Many years ago, I was tasked to prepare a series of CCCEP-approved lectures for pharmacists and present them across Canada. I was traveling from Vancouver to Calgary to Toronto to Halifax, educating about the use of probiotics. At that time, in 2008, probiotics were still very much a mystery for us pharmacists. Research into probiotics was just starting to take off.
The medical community was slowly starting to understand that good bugs in our guts will determine our overall health. They'll make us feel good or feel bad. They'll make us urgently look for all available washrooms wherever we go, or allow us to enjoy life. They might change how we absorb certain foods, nutrients, and vitamins; they might also affect how some medications will work, and much more.
Before 2008 I was, as a ‘well-educated pharmacist’, telling my patients, “When you take antibiotics, why don't you take some yogurt!” What did I know? We never got any training on probiotics. We never even talked much about good bugs in our gut, we even used to call it ‘flora’ or ‘gut flora’ - like flowers! This is very wrong and now obsolete terminology.
Following the series of lectures in 2008, a common theme emerged: everyone was excited yet still very confused. Feedback from all sessions was excellent and overwhelmingly positive, but even so, pharmacists needed help on how to translate this newly-found, amazing, exciting knowledge into practical advice for their patients. “How would I communicate to patients that these bugs are good, but they have to be specific when selecting them?” As a result of that feedback, I was asked to prepare a handout. We, pharmacists, love handouts. We love tabulated references, we are always looking for a guide or reference. We like to have lots of details in it, but we also like to have it presented in a practical way.
What happened next? I prepared a one-page handout with two small tables comprising nine products available commercially, with all references actually fitting on one page.
This was the very first Probiotic Chart, a guide we named the ‘Clinical Guide to Probiotic Products Available in Canada’. Such a very serious name for such a small table. This guide was sent out to pharmacists as a follow-up to the cross-Canada lectures. I thought to myself: This is it, people will learn from it, and then they'll continue looking for more information as it becomes available or published. I am done. How very wrong I was….
Working on this probiotic project in 2008, I had very limited objectives: to look at what is the evidence for probiotics in patients with irritable bowel syndrome, and if probiotics can help babies with colic. Not really life-threatening, yet dramatically life-altering conditions. At that time there wasn't much research available, and we did not have many products available on our pharmacy shelves from which to choose.

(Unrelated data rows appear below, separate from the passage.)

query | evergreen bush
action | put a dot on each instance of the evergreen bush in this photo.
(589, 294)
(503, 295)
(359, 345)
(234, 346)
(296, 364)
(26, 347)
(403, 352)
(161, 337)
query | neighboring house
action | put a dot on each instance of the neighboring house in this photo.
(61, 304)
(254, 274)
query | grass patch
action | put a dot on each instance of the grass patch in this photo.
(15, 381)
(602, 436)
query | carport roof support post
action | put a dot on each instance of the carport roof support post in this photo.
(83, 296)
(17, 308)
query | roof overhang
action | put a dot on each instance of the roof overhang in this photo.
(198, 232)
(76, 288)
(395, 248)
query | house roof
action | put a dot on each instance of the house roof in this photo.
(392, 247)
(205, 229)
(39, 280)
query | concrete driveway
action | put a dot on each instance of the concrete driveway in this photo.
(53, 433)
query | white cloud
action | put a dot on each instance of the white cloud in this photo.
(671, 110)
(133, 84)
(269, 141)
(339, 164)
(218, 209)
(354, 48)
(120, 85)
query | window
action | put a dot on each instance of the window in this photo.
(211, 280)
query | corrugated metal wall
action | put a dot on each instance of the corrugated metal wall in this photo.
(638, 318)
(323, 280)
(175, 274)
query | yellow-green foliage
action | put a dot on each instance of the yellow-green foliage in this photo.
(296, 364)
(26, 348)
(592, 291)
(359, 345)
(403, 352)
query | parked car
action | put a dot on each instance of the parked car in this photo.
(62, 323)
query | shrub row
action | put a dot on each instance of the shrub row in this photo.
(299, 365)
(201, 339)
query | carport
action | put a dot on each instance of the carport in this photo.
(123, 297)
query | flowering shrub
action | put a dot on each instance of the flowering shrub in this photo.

Following the publication of this initial Guide in 2008, I was overwhelmed with the feedback coming from not only pharmacists, but nurses, dietitians, physicians, and other HCPs. My fellow pharmacists shared this tool with other healthcare providers and now people were sending comments, asking for updates. They were asking about specific products they had seen on the shelf or heard about. They were asking me to expand some of the indications, others were challenging why I assigned such and such indication to a specific product when it doesn't say that on the label. It became apparent that there were still lots of learning gaps and a huge need to have a clinically applicable, practical tool in the hands of healthcare providers to assist patients in navigating this confusing field.
In the years following the initial publication, I teamed up with a group of amazing colleagues (knowledge leaders and specialists in this field) and together we started an initiative of annual updates to this clinical tool. We still call it Clinical Guide to Probiotic Products. However, we continued to look very seriously into the specificity of the strain (or combination of stains) present in each product, then found what specific clinical studies this product/strain was used in, and reviewed the outcome of the study. Clinically relevant outcomes of a study would help us determine the expected benefit for patients. Finally, we would match the indication and recommendation to a commercially available product (listing a brand name) available on the market at that time. All of this data was fully referenced, though not all the studies we reviewed would be listed; only studies that are favourable, supporting the listed indication, were included as references in the guide.
The project we started in 2008 has been expanding over the course of more than a decade. Every year we get more data to review, some years we need to have numerous meetings with our reviewers, many discussions, and occasional disagreements until we reach consensus and agree on the changes to be implemented in the next edition of the Guide. We have become very proud of our efforts, and we also became aware of how much it actually helps healthcare providers in assisting their patients.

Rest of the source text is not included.